Moments with flashers can be pretty tense, as they mix up the battle nicely, but of course once you find and kill them, it’s back to blasting away at the comparatively less-imaginative alien assailants. I will give praise to the game’s weapons, though. It’s a relatively small arsenal for a $30 game, but the weapons do feel like they belong here. The pastel accents on the guns themselves, understated-but-fun sound effects, and playful color palettes of their gunfire all keep them serviceably fun to use in most situations. I never felt pigeon-holed into exclusively using any one weapon or like I had to avoid any one of them either.

The Anacrusis

Functionally, there isn’t anything particularly crazy here, with a basic pistol, the SMB submachine gun, shotgun-esque blaster, and the higher-range plasma rifle all filling the roles that those sorts of guns usually do in shooters. But the special weapons – that can only be found in the levels and cannot be replenished – are a different story. The auto-turret, laser rifle and arc rifle are where the most fun lies. The arc rifle in particular had me grinning with demented glee more often that it should have as I electrocuted entire rooms of enemies in just a few seconds. The different grenade types and occasional perks afforded to you from the game’s many “matter compilers” also add a bit of depth, but not much. Had the game leaned into its chosen aesthetic a bit more on the mission structure, character design, and enemy type fronts, it perhaps might have led them to more unique ideas that would’ve felt more proprietary to its setting like it did for the weapons, but as it is, despite the cool weapons, The Anacrusis too often abandons its own potential for most of what lies beneath its candy coating.

Functionally, my experience with the game has been mostly acceptable. While I have rarely managed to get a full team of actual human players, the games I did play in were reliable enough. I rarely experienced any major network issues or crashing. The frame-rate does dip a bit more than I would like though, and rarely holds on to full 60 for very long regardless of where I set the graphics settings, I suppose that’s about on-par with most of these sorts of games – especially at launch, but it’s still disappointing to see. I wouldn’t be surprised if that got smoothed over soon considering the somewhat simplistic art-style and lack of super-demanding effects, but I can’t give credit for improvements that haven’t happened yet.

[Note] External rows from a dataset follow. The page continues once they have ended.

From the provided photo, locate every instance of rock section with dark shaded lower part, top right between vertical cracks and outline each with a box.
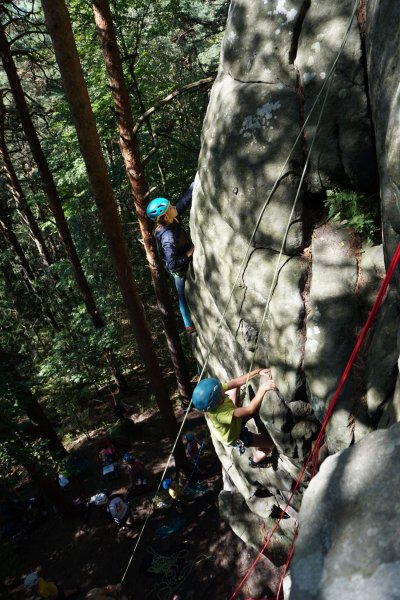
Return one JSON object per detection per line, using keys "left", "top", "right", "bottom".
{"left": 295, "top": 0, "right": 378, "bottom": 193}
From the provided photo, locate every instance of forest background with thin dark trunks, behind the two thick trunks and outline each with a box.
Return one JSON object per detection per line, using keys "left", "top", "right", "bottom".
{"left": 0, "top": 0, "right": 229, "bottom": 528}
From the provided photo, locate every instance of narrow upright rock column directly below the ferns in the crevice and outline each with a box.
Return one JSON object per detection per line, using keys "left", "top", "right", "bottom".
{"left": 304, "top": 224, "right": 361, "bottom": 450}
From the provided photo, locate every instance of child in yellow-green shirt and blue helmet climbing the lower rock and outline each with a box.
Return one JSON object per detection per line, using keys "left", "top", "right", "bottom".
{"left": 192, "top": 369, "right": 277, "bottom": 467}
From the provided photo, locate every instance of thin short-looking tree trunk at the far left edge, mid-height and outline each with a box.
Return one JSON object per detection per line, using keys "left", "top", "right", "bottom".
{"left": 0, "top": 95, "right": 52, "bottom": 267}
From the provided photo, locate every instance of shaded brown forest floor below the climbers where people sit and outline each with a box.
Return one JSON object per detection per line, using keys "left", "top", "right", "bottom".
{"left": 3, "top": 364, "right": 279, "bottom": 600}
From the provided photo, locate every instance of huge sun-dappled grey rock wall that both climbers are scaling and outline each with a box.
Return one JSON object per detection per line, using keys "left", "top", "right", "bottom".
{"left": 187, "top": 0, "right": 400, "bottom": 584}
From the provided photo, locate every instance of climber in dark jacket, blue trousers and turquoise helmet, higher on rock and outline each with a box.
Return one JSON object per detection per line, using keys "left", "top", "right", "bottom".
{"left": 146, "top": 182, "right": 196, "bottom": 334}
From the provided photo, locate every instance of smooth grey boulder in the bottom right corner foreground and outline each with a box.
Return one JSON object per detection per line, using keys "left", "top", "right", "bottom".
{"left": 290, "top": 423, "right": 400, "bottom": 600}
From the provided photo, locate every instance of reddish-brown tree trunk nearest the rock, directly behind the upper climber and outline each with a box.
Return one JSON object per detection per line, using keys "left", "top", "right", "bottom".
{"left": 93, "top": 0, "right": 192, "bottom": 402}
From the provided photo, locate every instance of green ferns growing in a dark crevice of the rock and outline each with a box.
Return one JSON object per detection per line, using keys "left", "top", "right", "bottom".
{"left": 325, "top": 190, "right": 379, "bottom": 243}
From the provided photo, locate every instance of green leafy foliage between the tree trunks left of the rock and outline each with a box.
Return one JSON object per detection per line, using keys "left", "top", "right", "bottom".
{"left": 0, "top": 0, "right": 229, "bottom": 488}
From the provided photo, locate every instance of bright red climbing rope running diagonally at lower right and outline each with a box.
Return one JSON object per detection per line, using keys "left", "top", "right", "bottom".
{"left": 229, "top": 243, "right": 400, "bottom": 600}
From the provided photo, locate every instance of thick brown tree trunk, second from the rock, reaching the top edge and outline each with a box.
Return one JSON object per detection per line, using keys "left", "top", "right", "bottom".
{"left": 42, "top": 0, "right": 190, "bottom": 473}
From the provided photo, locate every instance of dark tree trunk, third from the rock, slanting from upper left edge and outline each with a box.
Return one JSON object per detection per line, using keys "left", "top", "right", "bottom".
{"left": 0, "top": 19, "right": 104, "bottom": 328}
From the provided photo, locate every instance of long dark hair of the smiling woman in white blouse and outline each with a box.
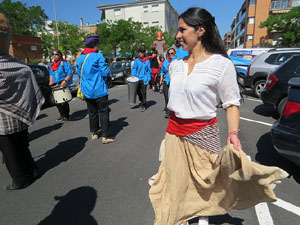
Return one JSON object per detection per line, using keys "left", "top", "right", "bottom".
{"left": 179, "top": 7, "right": 228, "bottom": 58}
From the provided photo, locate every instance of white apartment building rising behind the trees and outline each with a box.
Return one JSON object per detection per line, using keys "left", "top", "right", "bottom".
{"left": 97, "top": 0, "right": 178, "bottom": 32}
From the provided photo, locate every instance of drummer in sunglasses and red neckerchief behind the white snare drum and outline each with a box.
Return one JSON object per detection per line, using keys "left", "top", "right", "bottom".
{"left": 49, "top": 49, "right": 72, "bottom": 122}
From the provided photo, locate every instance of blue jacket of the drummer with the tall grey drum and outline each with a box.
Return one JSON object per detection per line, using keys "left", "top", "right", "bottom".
{"left": 131, "top": 58, "right": 151, "bottom": 85}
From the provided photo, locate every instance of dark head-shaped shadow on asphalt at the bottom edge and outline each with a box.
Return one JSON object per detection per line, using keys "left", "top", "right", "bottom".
{"left": 38, "top": 186, "right": 98, "bottom": 225}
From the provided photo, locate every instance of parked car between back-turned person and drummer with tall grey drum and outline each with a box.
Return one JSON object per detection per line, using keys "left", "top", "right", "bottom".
{"left": 108, "top": 61, "right": 131, "bottom": 84}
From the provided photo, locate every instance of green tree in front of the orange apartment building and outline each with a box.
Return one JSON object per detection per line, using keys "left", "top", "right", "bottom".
{"left": 259, "top": 6, "right": 300, "bottom": 47}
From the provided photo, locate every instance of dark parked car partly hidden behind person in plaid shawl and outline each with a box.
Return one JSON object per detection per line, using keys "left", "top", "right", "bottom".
{"left": 28, "top": 64, "right": 53, "bottom": 105}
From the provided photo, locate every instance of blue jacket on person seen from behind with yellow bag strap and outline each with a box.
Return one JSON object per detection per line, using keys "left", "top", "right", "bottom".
{"left": 76, "top": 53, "right": 110, "bottom": 99}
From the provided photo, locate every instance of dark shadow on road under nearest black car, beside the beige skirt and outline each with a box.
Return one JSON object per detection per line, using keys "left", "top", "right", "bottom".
{"left": 255, "top": 132, "right": 300, "bottom": 184}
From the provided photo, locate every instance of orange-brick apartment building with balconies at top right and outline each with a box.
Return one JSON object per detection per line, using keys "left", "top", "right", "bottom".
{"left": 230, "top": 0, "right": 300, "bottom": 48}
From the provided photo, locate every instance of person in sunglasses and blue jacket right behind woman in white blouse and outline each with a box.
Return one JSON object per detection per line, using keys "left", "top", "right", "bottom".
{"left": 160, "top": 48, "right": 176, "bottom": 118}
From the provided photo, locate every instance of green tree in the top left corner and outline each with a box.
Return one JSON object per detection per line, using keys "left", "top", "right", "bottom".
{"left": 0, "top": 0, "right": 48, "bottom": 35}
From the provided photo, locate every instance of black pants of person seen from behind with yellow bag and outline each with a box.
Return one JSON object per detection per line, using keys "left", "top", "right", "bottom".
{"left": 86, "top": 95, "right": 110, "bottom": 137}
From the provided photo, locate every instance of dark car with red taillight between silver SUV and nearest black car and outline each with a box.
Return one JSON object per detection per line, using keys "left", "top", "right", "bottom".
{"left": 261, "top": 54, "right": 300, "bottom": 114}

Still, major dips in performance were generally rare for me. Outside of the aforementioned low-IQ AI, The Anacrusis does seem to have the fundamentals in place for a functional experience if nothing else. The main thing I would like to see added outside of better optimization is a lobby selection screen so I wouldn’t have to rely on the game’s match making. I do appreciate the AFK mode you can use to temporarily let an NPC fill in for you so nobody has to hold the rest of their team up, but things like that only count for so much if people aren’t playing the game.

The Anacrusis

Therein lies the biggest crime The Anacrusis commits. It’s a serviceably reliable, occasionally interesting, aesthetically funky trip down a woefully generic road of gameplay ideas. It’s true that any one of these types of games is always theoretically one revolutionary update away from being a massively improved experience, but with a game that mostly gives up on its own originality so quickly on everything beyond its surface, it’s hard to see a world in which The Anacrusis manages to cut through its contemporaries in any meaningful way.

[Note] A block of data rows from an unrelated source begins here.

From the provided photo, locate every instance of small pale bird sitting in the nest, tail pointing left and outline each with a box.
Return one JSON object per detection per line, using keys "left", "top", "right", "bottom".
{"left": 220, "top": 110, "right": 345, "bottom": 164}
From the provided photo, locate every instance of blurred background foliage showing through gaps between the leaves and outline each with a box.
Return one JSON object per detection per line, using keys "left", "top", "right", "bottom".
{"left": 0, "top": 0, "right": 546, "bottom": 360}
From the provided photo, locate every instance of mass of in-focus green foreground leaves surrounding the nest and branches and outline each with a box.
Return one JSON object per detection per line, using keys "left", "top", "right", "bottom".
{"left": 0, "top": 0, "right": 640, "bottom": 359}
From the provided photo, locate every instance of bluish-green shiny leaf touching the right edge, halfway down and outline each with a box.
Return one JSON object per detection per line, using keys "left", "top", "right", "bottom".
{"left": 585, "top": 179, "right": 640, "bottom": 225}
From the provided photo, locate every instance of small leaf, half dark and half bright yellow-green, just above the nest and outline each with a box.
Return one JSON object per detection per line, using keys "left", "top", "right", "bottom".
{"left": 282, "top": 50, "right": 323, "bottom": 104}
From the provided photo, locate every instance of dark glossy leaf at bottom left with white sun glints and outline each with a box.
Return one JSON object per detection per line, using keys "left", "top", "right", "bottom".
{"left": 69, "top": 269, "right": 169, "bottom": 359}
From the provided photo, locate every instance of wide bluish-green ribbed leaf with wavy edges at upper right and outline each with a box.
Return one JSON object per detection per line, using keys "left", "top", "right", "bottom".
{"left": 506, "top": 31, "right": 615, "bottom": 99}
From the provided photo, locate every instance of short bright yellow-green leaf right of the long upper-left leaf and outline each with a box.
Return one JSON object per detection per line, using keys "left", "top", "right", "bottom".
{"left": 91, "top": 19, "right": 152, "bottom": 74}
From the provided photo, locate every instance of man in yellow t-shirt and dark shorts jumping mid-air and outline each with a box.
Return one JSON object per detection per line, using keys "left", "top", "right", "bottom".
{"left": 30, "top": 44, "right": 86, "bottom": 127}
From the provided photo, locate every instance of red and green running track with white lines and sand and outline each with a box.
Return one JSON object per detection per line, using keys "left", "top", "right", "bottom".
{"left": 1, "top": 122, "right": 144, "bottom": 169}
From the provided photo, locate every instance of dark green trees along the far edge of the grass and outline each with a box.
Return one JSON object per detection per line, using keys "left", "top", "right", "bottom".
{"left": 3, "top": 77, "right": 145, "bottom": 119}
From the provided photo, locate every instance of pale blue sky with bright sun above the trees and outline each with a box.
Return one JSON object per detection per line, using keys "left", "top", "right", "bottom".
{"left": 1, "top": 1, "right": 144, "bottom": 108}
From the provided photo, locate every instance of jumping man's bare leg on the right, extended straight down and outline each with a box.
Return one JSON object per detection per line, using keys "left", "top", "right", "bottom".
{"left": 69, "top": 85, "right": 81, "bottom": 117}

I can absolutely see the art style and general simplicity being the main reasons for some players to choose it over other games, and I wouldn’t blame them for doing so as you could certainly do worse in the genre. But most players who have been around the cooperative squad shooter block a few times will likely be left wanting in too many areas for this to be particularly recommendable. It does a good enough job imitating the genre’s forefathers and sprinkles in just enough originality to be a decent game, but with too much of that originality living on the superficial side of the experience, and underwhelming performance also nipping at the fun, The Anacrusis is unavoidably unremarkable. It’s still in early access so I hope they can build itself in the coming months.

This game was previewed in early access on PC.